The Modal backend is coming soon. The configuration and deployment instructions below reflect the planned design.

The Modal backend runs SDPO distillation remotely on Modal using L40S GPUs. No local GPU is needed. Modal handles all infrastructure.

Modal manages the compute infrastructure. You do not use Docker Compose for this backend.
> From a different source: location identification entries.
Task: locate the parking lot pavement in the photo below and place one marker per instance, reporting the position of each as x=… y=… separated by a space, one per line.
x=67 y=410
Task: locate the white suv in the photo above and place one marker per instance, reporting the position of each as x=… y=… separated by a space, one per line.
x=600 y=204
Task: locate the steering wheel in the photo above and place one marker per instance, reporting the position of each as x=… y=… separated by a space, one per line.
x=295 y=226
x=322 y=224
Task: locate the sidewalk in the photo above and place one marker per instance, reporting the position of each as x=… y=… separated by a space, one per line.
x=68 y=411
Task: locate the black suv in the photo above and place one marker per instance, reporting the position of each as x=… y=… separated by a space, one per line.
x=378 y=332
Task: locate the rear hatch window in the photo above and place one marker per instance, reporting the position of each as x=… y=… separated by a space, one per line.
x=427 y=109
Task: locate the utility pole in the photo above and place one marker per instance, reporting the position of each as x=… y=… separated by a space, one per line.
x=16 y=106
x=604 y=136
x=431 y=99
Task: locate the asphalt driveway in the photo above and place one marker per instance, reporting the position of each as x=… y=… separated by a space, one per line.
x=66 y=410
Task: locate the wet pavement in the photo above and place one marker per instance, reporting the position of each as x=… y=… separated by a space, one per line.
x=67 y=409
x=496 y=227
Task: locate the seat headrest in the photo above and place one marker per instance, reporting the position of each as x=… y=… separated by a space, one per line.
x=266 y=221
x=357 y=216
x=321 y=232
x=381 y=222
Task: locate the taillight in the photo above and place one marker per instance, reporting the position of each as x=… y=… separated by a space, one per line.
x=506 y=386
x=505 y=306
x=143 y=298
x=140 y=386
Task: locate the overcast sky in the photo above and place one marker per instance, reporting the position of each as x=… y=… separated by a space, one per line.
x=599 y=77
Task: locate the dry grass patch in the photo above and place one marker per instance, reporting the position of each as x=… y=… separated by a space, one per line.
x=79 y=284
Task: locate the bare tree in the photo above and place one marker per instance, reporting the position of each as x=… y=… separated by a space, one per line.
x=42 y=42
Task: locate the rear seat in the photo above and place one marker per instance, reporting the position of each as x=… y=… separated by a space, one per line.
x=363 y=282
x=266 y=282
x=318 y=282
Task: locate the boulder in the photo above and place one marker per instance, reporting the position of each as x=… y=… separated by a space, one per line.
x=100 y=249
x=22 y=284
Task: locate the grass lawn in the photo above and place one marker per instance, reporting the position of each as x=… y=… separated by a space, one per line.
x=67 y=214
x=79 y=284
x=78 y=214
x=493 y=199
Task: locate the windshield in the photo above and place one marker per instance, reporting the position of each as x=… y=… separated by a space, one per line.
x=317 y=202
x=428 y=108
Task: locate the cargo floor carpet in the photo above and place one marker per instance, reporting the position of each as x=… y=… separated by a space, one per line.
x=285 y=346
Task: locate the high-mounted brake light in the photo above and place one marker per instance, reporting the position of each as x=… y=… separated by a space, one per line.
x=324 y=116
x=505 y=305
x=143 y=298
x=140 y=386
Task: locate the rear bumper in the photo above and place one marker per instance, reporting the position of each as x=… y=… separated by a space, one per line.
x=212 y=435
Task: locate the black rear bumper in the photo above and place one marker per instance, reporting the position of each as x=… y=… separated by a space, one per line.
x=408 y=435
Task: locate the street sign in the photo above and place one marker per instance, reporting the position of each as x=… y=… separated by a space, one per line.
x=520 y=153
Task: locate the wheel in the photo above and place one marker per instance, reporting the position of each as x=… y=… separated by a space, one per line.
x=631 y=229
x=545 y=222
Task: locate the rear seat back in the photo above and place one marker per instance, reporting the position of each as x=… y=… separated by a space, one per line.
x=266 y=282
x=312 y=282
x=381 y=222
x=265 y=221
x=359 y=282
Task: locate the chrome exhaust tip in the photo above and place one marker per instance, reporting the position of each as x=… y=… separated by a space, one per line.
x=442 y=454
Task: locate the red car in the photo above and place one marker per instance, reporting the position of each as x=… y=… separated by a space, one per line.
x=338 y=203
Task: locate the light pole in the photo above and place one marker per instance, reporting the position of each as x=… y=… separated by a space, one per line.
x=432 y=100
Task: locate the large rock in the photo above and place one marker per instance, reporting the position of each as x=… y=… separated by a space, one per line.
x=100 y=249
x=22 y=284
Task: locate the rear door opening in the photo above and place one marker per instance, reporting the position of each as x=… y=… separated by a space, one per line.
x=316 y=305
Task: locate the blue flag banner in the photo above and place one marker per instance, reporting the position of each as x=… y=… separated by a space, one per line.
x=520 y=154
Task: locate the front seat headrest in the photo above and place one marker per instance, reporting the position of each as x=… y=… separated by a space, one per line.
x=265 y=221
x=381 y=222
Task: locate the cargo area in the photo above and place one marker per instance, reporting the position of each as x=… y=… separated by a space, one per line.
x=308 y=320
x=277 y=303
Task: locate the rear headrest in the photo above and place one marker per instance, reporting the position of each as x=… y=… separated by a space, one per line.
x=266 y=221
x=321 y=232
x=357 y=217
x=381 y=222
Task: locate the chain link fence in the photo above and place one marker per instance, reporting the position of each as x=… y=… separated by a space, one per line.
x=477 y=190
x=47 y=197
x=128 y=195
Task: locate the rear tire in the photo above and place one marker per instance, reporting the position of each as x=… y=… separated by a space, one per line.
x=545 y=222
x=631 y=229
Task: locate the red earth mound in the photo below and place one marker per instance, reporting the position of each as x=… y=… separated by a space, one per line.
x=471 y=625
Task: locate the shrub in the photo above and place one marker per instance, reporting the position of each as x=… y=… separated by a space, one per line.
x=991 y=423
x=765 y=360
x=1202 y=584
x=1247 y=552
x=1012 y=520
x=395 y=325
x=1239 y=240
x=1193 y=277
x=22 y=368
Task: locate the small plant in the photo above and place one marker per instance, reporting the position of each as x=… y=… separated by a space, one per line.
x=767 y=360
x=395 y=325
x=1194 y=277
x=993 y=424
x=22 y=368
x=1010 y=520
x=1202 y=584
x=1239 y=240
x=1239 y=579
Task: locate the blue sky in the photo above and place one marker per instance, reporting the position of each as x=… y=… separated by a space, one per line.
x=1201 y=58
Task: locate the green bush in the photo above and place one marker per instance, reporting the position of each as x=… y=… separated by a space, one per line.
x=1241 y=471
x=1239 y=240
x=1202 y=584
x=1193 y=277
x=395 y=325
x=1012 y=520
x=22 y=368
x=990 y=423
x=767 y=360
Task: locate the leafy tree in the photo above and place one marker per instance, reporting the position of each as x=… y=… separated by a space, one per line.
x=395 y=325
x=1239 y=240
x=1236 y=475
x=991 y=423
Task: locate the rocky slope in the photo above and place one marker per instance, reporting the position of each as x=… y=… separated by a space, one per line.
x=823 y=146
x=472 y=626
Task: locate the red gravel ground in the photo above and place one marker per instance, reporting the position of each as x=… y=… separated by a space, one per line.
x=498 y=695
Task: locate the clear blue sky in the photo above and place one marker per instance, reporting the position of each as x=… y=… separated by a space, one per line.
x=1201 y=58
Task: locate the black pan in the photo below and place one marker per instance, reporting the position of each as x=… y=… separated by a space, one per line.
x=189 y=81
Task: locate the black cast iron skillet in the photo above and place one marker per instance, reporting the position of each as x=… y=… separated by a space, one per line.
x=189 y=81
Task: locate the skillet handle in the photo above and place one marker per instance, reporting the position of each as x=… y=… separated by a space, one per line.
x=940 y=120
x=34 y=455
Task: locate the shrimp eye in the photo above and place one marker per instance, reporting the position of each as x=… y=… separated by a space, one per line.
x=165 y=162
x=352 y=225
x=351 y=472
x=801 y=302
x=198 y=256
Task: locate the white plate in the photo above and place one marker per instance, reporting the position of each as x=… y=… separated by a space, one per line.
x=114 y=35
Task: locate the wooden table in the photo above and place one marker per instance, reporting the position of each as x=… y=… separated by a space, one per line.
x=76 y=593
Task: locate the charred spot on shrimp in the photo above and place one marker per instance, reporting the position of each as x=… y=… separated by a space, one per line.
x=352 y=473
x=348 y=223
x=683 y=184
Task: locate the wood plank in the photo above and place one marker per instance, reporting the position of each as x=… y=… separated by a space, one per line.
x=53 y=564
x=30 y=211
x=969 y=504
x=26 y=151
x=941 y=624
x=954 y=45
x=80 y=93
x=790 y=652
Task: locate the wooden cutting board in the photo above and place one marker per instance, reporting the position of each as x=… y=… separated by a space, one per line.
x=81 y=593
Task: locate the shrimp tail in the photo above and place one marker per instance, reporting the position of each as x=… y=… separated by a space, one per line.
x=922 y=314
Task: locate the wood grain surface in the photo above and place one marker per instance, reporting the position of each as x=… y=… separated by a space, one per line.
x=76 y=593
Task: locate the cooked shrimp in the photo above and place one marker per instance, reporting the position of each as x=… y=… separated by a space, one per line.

Deployment is handled entirely via the Modal CLI.

Requirements

Install dependencies

git clone https://github.com/kfallah/CLaaS.git
cd CLaaS
uv sync --extra local

Authenticate with Modal

uv run modal token new

Deploy

export HF_TOKEN=...   # optional, for gated models
export CLAAS_BASE_MODEL_ID=Qwen/Qwen3-8B
uv run modal deploy -m claas.deploy

The deployed app exposes the same API at https://your-app--claas-distill-fastapi-app.modal.run.

Verify

curl https://your-app--claas-distill-fastapi-app.modal.run/
curl https://your-app--claas-distill-fastapi-app.modal.run/v1/lora

Variable	Required	Default	Description
`HF_TOKEN`	No	—	HuggingFace token (gated models only)
`CLAAS_BASE_MODEL_ID`	No	`Qwen/Qwen3-8B`	Base model for LoRA training

For the full Hydra config and all environment variables, see the Configuration Reference.

LoRAs are stored in the claas-loras Modal Volume, which persists across deployments. The volume is automatically created on first deploy.

If you use Claude Code, the /setup-modal slash command deploys the CLaaS distillation service to Modal automatically.